La Conferencia Nacional de la Juventud Católica (NCYC) es un evento anual organizado por la Federación Nacional para la Pastoral Juvenil Católica (NFCYM) que reúne a miles de estudiantes de secundaria de todos los Estados Unidos de América para tres días de oración, intervenciones impactantes, juegos y amistad.
El tema de la Conferencia fue «Yo Soy» y se recordó a los/las participantes que Dios camina siempre con ellos, especialmente al encontrarlos en los Sacramentos y en sus relaciones con los demás.

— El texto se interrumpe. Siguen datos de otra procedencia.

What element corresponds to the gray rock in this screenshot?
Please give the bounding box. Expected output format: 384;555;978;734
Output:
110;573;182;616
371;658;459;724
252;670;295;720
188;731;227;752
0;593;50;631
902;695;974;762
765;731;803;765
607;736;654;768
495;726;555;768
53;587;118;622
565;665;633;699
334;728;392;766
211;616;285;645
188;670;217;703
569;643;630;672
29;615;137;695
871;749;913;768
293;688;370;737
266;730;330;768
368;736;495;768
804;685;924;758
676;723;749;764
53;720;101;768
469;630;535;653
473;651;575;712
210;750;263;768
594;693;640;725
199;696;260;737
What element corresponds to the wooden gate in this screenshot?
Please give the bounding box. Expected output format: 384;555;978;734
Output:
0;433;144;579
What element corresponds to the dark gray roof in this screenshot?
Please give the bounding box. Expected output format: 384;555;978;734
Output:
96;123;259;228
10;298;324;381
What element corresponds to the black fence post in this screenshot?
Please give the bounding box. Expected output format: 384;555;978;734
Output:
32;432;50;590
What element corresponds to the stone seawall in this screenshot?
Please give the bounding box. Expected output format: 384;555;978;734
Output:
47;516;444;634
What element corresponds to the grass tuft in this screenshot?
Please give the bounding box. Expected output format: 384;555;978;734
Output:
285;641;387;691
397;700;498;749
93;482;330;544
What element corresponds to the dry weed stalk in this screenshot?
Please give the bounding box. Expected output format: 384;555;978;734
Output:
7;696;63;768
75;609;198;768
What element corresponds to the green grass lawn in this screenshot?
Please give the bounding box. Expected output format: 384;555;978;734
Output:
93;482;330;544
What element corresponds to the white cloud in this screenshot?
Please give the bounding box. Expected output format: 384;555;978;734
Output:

Junto a los jóvenes, en el encuentro estuvieron presentes las Hijas de María Auxiliadora de las Inspectorías San José (SEC) y María Inmaculada (SUO) y los Salesianos de Don Bosco de las respectivas Inspectorías. Este año las FMA tuvieron una presencia aún más visible con sor Elfie Del Rosario, de la Inspectoría SEC, una de las presentadoras de los momentos principales. Sor Guerline Joseph, de la misma Inspectoría, fue también ponente en una de las sesiones temáticas en la que habló de cómo la Virgen María puede acompañar a los jóvenes en su camino de fe.
Un momento único y muy significativo fue la conexión de videoen vivo de una hora con el Papa León XIV. Cinco jóvenes fueron seleccionados para hacer preguntas al Santo Padre en nombre de todos, entre ellos Ezequiel Ponce, un animador de la parroquia salesiana San Domenico Savio en Bellflower, California. Las preguntas se referían a la oración, la misericordia de Dios, la salud mental y el uso saludable de la tecnología y la IA. (cf InfoANS)
A la pregunta de qué le da esperanza, el Papa León respondió que deposita una gran esperanza en los jóvenes y que ellos no son solo el futuro de la Iglesia, sino también el presente. Los animó a soñar en grande, a contribuir a moldear el futuro de la Iglesia y a profundizar su amistad con Jesús. También invitó a los jóvenes a discernir bien su vocación diciéndoles que, independientemente de su llamada al matrimonio, al sacerdocio o a la vida religiosa, todos están llamados a compartir la Buena Noticia de Jesús con el mundo.
Después de impartirles la bendición, los participantes se unieron para proclamar el canto tradicional utilizado durante los partidos de béisbol de los White Sox con las palabras: «¡Leo, Leo, we love Leo!» (¡León, León, amamos a León!). Fue una verdadera gracia tener una conversación tan intensa y significativa con el Santo Padre y los jóvenes se sintieron realmente vistos y escuchados.
Aunque las sesiones generales se llevaron a cabo en un estadio de fútbol profesional, fue hermoso ver cómo se transformó en un espacio sagrado de oración para la Adoración Eucarística el viernes por la noche y para la celebración de la Santa Misa el sábado por la noche. Los jóvenes entraron plenamente en estos momentos de oración y su canto, junto con tiempos de silencio respetuoso, fue realmente impresionante.
Entre los momentos de asamblea y los de profundización, los/las participantes visitaron la sala de exposiciones donde cientos de órdenes religiosas, universidades y comerciantes católicos habían instalado stands para promover su carisma o vender productos.
Las cuatro Inspectorías estadounidenses FMA y SDB tenían un espacio de exposición interactivo que promovía el modelo del Oratorio. Los/las participantes fueron invitados a orar con las reliquias de algunos Santos salesianos, a tomarse una foto con un marco en el que escribieron qué santo patrón les gustaría llegar a ser algún día, a escribir sus intenciones de oración, a escribir su nombre en un mapa indicando de dónde provenían y a intentar sumergir a alguien en una piscina llena de pelotas de plástico. ¡El área del stand estaba siempre llena de jóvenes en una atmósfera verdaderamente salesiana y alegre!
“Fue una bendición tener con nosotros a todas las aspirantes y postulantes de la SEC, así como a las novicias de 2º año de SUO y SEC. Dimos un testimonio vocacional vibrante a la Iglesia joven no solo en el stand, sino durante toda la Conferencia, ¡testificando el espíritu de San Juan Bosco y Madre Mazzarello en el escenario principal, en las sesiones de profundización y simplemente caminando con los jóvenes que encontramos!”, son las palabras de las FMA participantes.